Lentiviral infections
Lentiviral pRRL vectors (Dull et al, 1998) expressing AID (m7.3) fused with mCherry (Schoeberl et al, 2025a) were transfected along with ecotropic envelope (Eco-env)-expressing helper plasmid into LentiX cells using polyethylenimine (PEI 25 K, Polysciences). Ramos cells were infected with lentiviral supernatants by spinfection (2350 rpm for 90 min at 37 °C) in the presence of 8 μg/ml polybrene (Sigma). If infection rates were >90%, cells were used directly for MutPE-seq after 21 days. Otherwise, mCherry-positive cells were isolated on a BD FACSAria III cell sorter after 10–12 days and cultured until 21 days, followed by harvesting for MutPE-seq.
Mutational analysis by paired-end deep sequencing (MutPE-seq)

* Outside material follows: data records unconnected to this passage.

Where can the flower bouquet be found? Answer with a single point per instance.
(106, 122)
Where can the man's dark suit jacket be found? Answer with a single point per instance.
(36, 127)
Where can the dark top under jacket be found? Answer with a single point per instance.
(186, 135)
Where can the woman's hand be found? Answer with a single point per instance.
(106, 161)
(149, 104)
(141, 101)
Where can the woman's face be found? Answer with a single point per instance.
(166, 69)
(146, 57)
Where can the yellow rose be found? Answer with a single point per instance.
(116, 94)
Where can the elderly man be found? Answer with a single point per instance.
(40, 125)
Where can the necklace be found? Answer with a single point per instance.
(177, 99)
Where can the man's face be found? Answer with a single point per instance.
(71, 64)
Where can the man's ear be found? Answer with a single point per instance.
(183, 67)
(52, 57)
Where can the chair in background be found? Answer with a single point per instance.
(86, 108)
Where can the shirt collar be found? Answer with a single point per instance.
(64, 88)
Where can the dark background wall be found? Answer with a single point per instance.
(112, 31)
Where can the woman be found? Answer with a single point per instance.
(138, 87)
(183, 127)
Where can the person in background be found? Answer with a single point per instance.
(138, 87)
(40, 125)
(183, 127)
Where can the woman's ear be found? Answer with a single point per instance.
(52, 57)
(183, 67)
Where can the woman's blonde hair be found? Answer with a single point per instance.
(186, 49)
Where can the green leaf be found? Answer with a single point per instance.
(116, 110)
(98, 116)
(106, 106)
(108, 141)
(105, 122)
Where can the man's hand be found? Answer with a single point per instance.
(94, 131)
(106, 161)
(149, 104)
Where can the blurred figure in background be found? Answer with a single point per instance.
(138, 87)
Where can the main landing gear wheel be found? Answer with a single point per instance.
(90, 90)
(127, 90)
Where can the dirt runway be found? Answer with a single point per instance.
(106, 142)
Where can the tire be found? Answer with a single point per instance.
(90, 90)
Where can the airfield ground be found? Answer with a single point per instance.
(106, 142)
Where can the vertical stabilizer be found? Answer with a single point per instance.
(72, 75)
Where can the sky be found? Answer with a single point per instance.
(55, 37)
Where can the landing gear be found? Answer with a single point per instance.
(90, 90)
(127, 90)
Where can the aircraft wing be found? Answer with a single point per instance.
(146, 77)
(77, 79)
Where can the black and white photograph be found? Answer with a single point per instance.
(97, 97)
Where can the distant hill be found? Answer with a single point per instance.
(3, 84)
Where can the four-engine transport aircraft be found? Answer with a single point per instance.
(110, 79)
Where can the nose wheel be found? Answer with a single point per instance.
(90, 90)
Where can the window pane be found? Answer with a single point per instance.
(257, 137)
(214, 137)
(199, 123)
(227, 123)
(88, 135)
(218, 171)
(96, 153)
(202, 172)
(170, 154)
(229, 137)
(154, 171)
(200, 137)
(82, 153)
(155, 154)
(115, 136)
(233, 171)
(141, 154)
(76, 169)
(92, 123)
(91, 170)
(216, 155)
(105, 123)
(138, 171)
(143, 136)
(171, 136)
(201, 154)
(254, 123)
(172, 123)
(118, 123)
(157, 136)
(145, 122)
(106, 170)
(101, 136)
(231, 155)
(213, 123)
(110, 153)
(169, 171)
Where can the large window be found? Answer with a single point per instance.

MutPE-seq was performed as described (Schoeberl et al, 2025a) and was based on the approach described in two previous reports (Robbiani et al, 2015; Yeap et al, 2015) with several modifications. 80 ng of genomic DNA were amplified by PCR with the Kapa HiFi HS 2x RM (Roche Diagnostics), For the first PCR, we used 20–25 cycles with 0.2 μM locus-specific primers fused to a varying number of random nucleotides and to the first part of the Illumina adapter sequences (FW: 5’-CTCTTTCCCTACACGACGCTCTTCCGATCT-(N)x-gene-specific sequence-3’; RV: 5’-CTGGAGTTCAGACGTGTGCTCTTCCGATCT-gene-specific sequence-3’; see Dataset EV2 for a complete list of primer sequences). Random Ns were used to increase complexity and shift frames of very similar amplicons to improve cluster calling and sample identification. After the first PCR, samples were purified with 0.2x/0.7x SPRI beads (Beckman Coulter), eluted in 10 μl water and amplified for ten cycles with 0.75 μM primers containing linker sequences and dual barcoding: Forward: 5’- AATGATACGGCGACCACCGAGATCTACACXXXXXXXXACACTCTTTCCCTACACGAC-3’ and Reverse: 5’- CAAGCAGAAGACGGCATACGAGATXXXXXXGTGACTGGAGTTCAGACGTGTG-3’. The stretches of X dNTPs (underlined) serve as specific barcodes, creating a unique dual barcode combination for each sample. Alternatively, unique dual index primer pairs (NEB) were used. PCR products were purified either by extraction from a 2% low-melt agarose gel or with 0.7x SPRI beads and eluted in 20 μl water. The quality and concentration of the single libraries were determined on a Fragment Analyzer. Samples were equimolarly pooled for next-generation sequencing on Illumina MiSeq or NextSeq2000 P1 platforms and sequenced paired-end (PE300).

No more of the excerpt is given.